Further, according to the present invention, since the influence of dust, dust, and the like can be reduced, there is an effect that the reliability of information recording is improved.

When the present invention is applied to a magneto-optical recording device, the magnetic pole approaches the recording medium surface, and overwriting by magnetic field modulation is enabled. Accordingly, a magneto-optical recording device capable of high-speed information processing is provided.

In addition, it is also possible to adopt a configuration in which a warning sign is issued to the user before the medium surface is destroyed by the contact of the magnetic head, and the system is highly applicable.

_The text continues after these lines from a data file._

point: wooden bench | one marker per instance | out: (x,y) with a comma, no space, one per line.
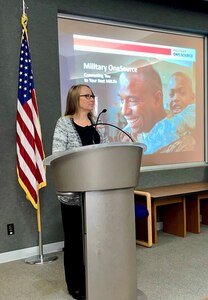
(182,206)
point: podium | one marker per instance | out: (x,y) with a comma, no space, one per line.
(106,175)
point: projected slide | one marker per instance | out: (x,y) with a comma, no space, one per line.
(151,90)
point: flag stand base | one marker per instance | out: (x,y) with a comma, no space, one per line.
(41,259)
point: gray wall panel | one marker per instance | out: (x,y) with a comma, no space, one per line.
(14,208)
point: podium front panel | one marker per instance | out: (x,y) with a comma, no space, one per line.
(110,245)
(102,168)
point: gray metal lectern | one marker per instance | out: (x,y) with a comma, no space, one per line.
(106,174)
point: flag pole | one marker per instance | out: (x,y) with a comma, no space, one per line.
(40,259)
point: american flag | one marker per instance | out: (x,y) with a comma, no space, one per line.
(30,153)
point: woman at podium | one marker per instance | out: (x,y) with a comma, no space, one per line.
(75,129)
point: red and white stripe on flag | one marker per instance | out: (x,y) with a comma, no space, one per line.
(30,154)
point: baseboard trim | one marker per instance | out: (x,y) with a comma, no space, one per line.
(28,252)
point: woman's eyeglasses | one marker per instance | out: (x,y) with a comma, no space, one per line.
(87,96)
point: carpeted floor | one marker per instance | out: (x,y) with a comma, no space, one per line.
(173,269)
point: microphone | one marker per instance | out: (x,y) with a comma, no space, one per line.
(108,124)
(96,124)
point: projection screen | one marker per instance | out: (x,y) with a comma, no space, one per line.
(104,55)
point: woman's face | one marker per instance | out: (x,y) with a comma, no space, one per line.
(86,99)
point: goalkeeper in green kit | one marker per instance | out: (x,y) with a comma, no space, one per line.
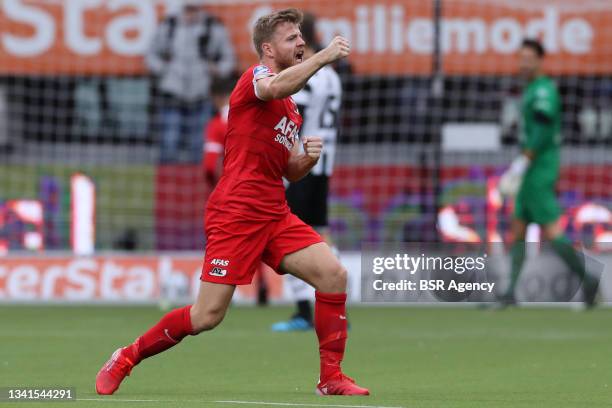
(532,176)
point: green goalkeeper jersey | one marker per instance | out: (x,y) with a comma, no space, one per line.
(541,132)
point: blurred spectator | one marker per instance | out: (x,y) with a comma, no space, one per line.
(189,49)
(215,131)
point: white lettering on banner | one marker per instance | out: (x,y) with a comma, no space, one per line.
(140,283)
(74,31)
(110,272)
(41,22)
(377,29)
(459,35)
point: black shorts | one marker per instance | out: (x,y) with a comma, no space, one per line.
(307,199)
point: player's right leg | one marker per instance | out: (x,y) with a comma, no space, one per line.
(517,255)
(575,260)
(205,314)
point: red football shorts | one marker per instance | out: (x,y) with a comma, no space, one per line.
(235,248)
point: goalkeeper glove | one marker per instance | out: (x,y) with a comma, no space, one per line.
(510,181)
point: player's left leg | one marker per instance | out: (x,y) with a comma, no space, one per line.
(517,255)
(563,247)
(205,314)
(296,248)
(318,266)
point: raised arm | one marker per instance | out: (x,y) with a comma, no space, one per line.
(300,163)
(291,80)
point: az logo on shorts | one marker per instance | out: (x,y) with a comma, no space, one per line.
(218,272)
(219,262)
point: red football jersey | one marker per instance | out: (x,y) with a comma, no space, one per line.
(260,136)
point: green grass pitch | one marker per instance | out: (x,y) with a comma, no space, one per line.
(409,357)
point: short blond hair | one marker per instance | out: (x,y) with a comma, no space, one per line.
(266,25)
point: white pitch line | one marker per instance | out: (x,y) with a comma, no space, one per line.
(283,404)
(118,400)
(297,404)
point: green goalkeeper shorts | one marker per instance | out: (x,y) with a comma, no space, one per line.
(537,205)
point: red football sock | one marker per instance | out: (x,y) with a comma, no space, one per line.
(169,331)
(330,325)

[Brief description of the drawings]

FIG. 1 is a schematic block diagram of a magneto-optical recording apparatus according to the present invention. FIG. 2 is a schematic configuration diagram of a magneto-optical recording apparatus showing one embodiment of the present invention. FIG. 3 is a schematic block diagram of the embodiment of FIG. FIGS. 4A and 4B are diagrams for explaining another embodiment of the present invention. 40: contact state detection sensor, 41: amplifier, 42: controller, 43: storage means, 44: pressing mechanism drive circuit, 45: magnetic head pressing mechanism, 46: host controller, 1: magnetic head core, 2: flying head slider, 4: Load spring, 5: Adjusting coil spring, 6: Leaf spring, 7: Eccentric cam, 9: Objective lens, 12: Magneto-optical disk.

Claims (3)

(57) [Claims] 1. A contact state detecting means for detecting a contact state between a surface of an information recording medium and a magnetic head and generating a detection signal, a pressing means for pressing the magnetic head in a direction substantially perpendicular to the information medium surface, Storage means for storing the magnitude of the detection signal and the pressing force of the pressing means determined by the characteristics of the pressing means, and control means for controlling the pressing force according to the detection signal and the contents stored in the storage means. , Wherein the pressing means includes an adjusting coil spring. 2. The device according to claim 1, wherein said contact state detecting means comprises an element for observing an AE (acoustic emission) caused by a contact between said information recording medium surface and said magnetic head. Magnetic recording device. 3. The magnetic recording apparatus according to claim 1, wherein the recording medium is a magneto-optical recording medium, and the magnetic head is a magnetic head employing a so-called magnetic field modulation system.